Snowflake’s Metadata-Driven Email and File Notification Solution

Harnessing the capabilities of Snowflake can lead to diverse avenues of functionality for data professionals. A notable feature is Snowflake's aptitude to send notifications, either directly via email or by generating files in cloud storage. Here's a walkthrough on setting up and utilizing this feature.

Configuring the Notification Integration

To initiate, a notification integration in Snowflake must be established:

                  
                    create or replace notification integration my_email
                    type=email
                    enabled=true
                    allowed_recipients=('user@example.com');
                      
                

In this example, we've christened our integration as `my_email`. It's paramount to remember that, for heightened security, Snowflake restricts email recipients to those registered with an active Snowflake account.
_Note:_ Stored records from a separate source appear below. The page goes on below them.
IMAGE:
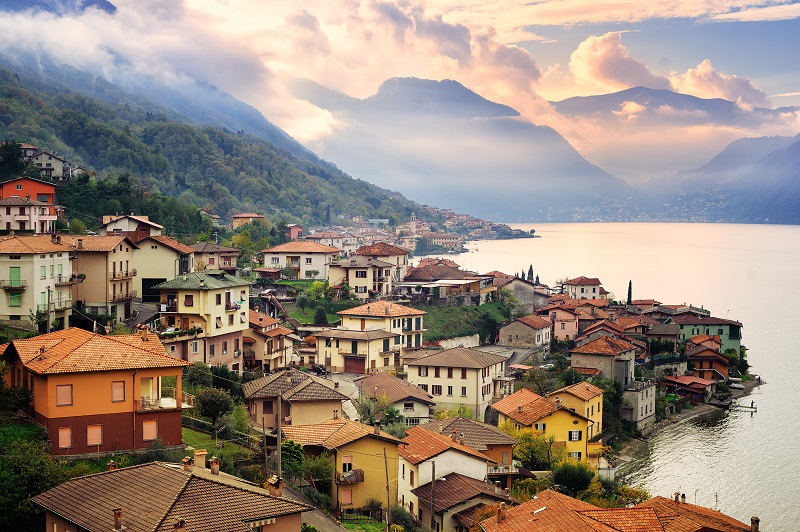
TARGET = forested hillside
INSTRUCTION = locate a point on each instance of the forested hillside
(226, 171)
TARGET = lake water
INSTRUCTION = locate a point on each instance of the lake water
(741, 463)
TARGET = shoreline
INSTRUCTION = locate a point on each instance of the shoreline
(632, 447)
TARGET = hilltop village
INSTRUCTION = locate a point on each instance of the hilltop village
(155, 383)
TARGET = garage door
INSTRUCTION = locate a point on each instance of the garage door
(353, 365)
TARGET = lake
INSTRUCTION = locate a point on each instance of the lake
(740, 463)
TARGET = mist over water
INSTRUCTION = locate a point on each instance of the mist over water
(741, 463)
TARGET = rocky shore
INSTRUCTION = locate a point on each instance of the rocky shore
(631, 447)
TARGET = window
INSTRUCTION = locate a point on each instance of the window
(117, 391)
(94, 435)
(149, 430)
(64, 395)
(64, 437)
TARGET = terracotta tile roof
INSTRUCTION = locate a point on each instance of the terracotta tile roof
(477, 434)
(583, 281)
(454, 489)
(394, 389)
(382, 308)
(31, 244)
(582, 390)
(155, 495)
(459, 357)
(605, 345)
(534, 321)
(381, 249)
(97, 243)
(301, 247)
(210, 247)
(77, 351)
(421, 445)
(171, 243)
(333, 433)
(525, 407)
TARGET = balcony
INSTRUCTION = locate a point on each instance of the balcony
(351, 477)
(123, 296)
(66, 280)
(14, 284)
(122, 274)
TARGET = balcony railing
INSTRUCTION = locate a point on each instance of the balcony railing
(122, 274)
(14, 284)
(351, 477)
(123, 296)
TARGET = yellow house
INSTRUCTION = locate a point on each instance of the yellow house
(363, 458)
(525, 408)
(96, 393)
(583, 398)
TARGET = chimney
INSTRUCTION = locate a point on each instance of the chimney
(118, 520)
(501, 513)
(200, 457)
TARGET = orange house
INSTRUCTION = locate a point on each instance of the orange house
(95, 393)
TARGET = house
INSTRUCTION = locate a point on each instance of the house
(487, 439)
(461, 377)
(23, 215)
(395, 255)
(612, 356)
(412, 402)
(455, 494)
(427, 454)
(531, 332)
(550, 510)
(108, 264)
(216, 257)
(305, 399)
(368, 278)
(29, 188)
(208, 311)
(246, 218)
(134, 227)
(37, 280)
(564, 320)
(361, 454)
(585, 288)
(729, 331)
(159, 259)
(272, 344)
(525, 408)
(304, 260)
(96, 393)
(584, 398)
(159, 496)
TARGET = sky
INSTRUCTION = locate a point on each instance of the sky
(519, 53)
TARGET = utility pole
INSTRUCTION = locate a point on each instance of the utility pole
(388, 498)
(433, 491)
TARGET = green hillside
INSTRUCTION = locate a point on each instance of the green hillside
(226, 171)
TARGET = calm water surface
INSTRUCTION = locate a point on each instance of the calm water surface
(744, 464)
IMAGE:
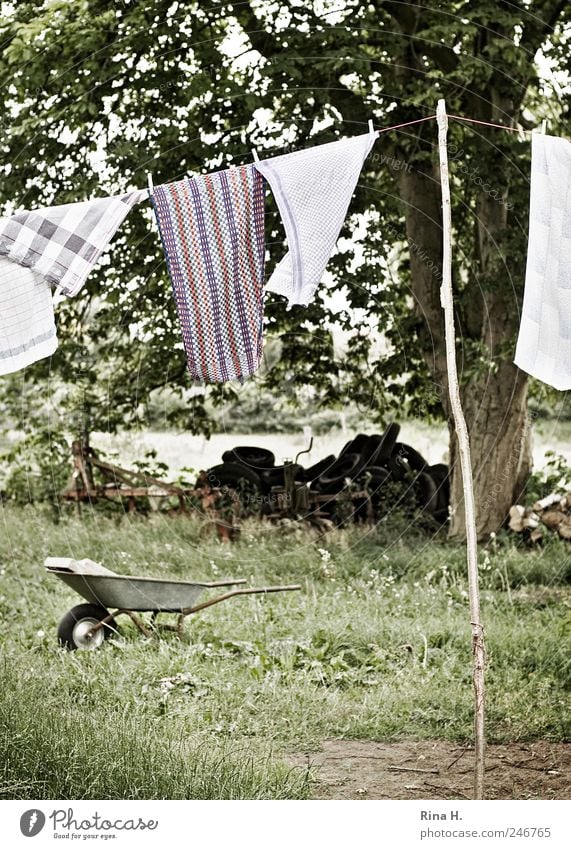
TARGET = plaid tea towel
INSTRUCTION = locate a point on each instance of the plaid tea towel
(63, 243)
(212, 230)
(313, 189)
(27, 326)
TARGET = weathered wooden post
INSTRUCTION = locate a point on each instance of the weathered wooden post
(446, 299)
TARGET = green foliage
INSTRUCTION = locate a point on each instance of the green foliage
(375, 646)
(554, 477)
(99, 93)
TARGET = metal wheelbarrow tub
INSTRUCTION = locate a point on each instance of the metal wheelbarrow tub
(86, 626)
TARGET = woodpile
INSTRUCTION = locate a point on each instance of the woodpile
(553, 512)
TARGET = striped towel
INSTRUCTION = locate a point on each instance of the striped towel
(212, 229)
(27, 326)
(63, 243)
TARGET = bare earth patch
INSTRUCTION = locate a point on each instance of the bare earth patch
(436, 769)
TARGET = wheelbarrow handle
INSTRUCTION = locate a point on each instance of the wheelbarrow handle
(245, 591)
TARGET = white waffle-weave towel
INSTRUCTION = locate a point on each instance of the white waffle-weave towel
(544, 341)
(63, 243)
(313, 189)
(27, 326)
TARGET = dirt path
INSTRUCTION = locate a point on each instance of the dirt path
(435, 769)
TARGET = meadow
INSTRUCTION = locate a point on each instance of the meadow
(376, 646)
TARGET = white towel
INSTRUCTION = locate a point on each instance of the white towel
(313, 189)
(27, 326)
(544, 341)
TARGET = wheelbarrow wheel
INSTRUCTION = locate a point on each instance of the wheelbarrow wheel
(74, 630)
A few salient aspects of the Notification System include:

  • Emails propelled from the Notification System are transmitted through Snowflake's AWS foundation, capitalizing on AWS Simple Email Service (SES).
  • To ascertain efficient message delivery, the content of an email delivered via AWS is safeguarded by Snowflake for a duration of thirty days, post which it's eradicated.
  • Authenticating email addresses is crucial. Each address within ALLOWED_RECIPIENTS must be cross-verified by the Snowflake user it corresponds to. Non-adherence results in an abortive CREATE NOTIFICATION INTEGRATION command.
  • A limiting feature: each account can craft a maximum of ten notification integrations.
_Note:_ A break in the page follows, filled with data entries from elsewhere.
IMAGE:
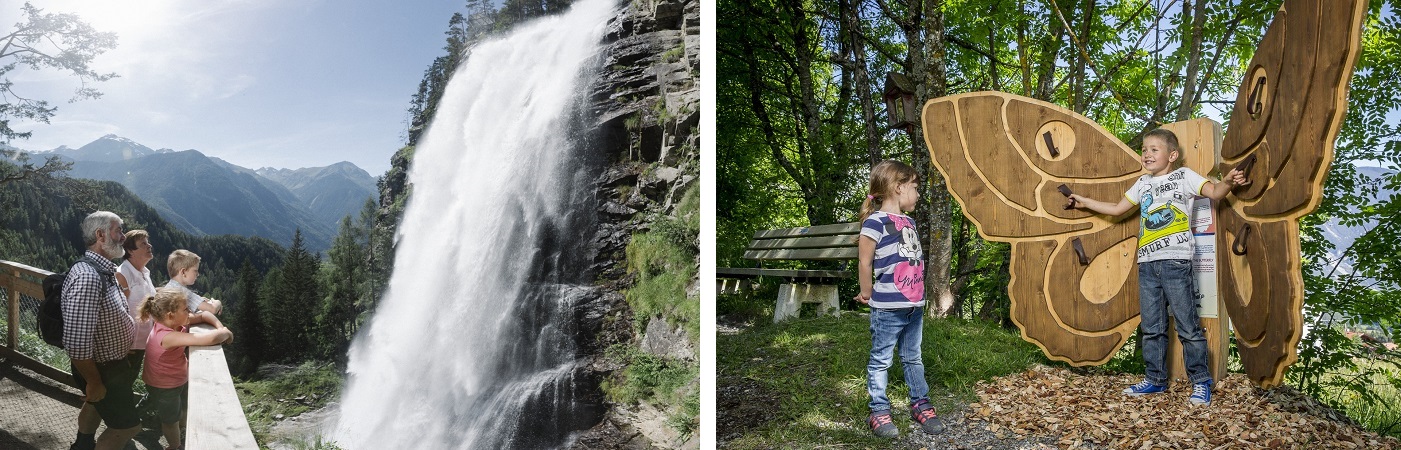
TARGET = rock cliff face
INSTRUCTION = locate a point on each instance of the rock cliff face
(646, 105)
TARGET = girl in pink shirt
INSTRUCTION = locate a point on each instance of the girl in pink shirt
(167, 366)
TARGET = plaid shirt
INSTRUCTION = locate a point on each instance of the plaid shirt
(95, 324)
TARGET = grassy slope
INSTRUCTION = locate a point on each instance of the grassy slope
(811, 375)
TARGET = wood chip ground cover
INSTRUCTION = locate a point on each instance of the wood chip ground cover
(1089, 411)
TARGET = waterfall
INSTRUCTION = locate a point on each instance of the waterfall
(472, 345)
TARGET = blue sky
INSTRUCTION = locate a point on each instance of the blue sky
(258, 83)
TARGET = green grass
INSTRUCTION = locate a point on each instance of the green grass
(1382, 415)
(308, 387)
(664, 261)
(813, 373)
(673, 384)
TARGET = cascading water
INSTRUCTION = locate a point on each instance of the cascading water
(472, 345)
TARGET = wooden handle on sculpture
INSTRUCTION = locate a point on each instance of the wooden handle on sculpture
(1241, 237)
(1079, 251)
(1062, 188)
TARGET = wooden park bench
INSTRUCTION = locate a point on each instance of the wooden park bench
(818, 243)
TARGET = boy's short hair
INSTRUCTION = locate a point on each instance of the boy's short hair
(181, 260)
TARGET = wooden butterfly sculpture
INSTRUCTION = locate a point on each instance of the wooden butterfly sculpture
(1073, 281)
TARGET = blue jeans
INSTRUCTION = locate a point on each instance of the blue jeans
(888, 327)
(1169, 285)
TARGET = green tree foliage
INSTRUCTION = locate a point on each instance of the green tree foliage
(244, 316)
(800, 118)
(290, 300)
(1128, 65)
(44, 41)
(348, 289)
Crafting the Metadata Table

The linchpin of this solution is the metadata table, a structured blueprint that contains SQL commands awaiting execution and the accompanying email details.

                  
                    create or replace TABLE METADATA_EMAILNOTIFICATION(
                      ROWNUMBER NUMBER(38,0) identity(1,1) COMMENT 'KEY COLUMN RUNNING NUMBER',
                      SQLQUERY VARCHAR(100000) COLLATE 'en-ci',
                      FREQUENCY VARCHAR(50) COLLATE 'en-ci',--Weekly_5_16:30 (Weekly_=Weekly_,5=Dayof the week,16:60=hh:mm) OR Daily_16:30 (Daily_ = Daily_, 16:30 = hh:mm) OR Every_2 (Every_= Every_,2 = Duraton of exeuton)
                      EMAILTO VARCHAR(500) COLLATE 'en-ci',
                      SUBJECT VARCHAR(500)  COLLATE 'en-ci',  
                      ISACTIVE BOOLEAN,
                      LASTRUNDATETIME TIMESTAMP_NTZ(9),-- edn date time
                      LASTRUNSTATUS BOOLEAN,
                      LASTRUNERROR VARCHAR(1000) COLLATE 'en-ci',
                      LASTSTARTDATETIME VARCHAR(1000) COLLATE 'en-ci',
                      COLUMNNAME VARCHAR(1000) COLLATE 'en-ci',
                      IsRunning BOOLEAN,
                      Send_as_blob_file BOOLEAN
                  );
                    
                  

The table comprises pivotal columns:

  • SQLQUERY: Captures the SQL command to be triggered.
  • FREQUENCY: Dictates the rhythm of the SQL command's execution. For instance, Weekly_5_16:30 implies a Friday 4:30 PM execution.
  • EMAILTO, SUBJECT, BODY: These choreograph the email dynamics.
  • ISACTIVE: A binary indication of the row's active status.
  • LASTRUNDATETIME: A timestamp of the command's most recent execution.
  • LASTRUNSTATUS: Status post the latest run.
  • LASTRUNERROR: Logs any discrepancies from the recent execution.
  • SEND_AS_BLOB_FILE: This is pivotal. When marked as '1' or 'yes', the command yields a CSV file that is subsequently dispatched to Azure blob storage, harmonizing with integrated storage setups.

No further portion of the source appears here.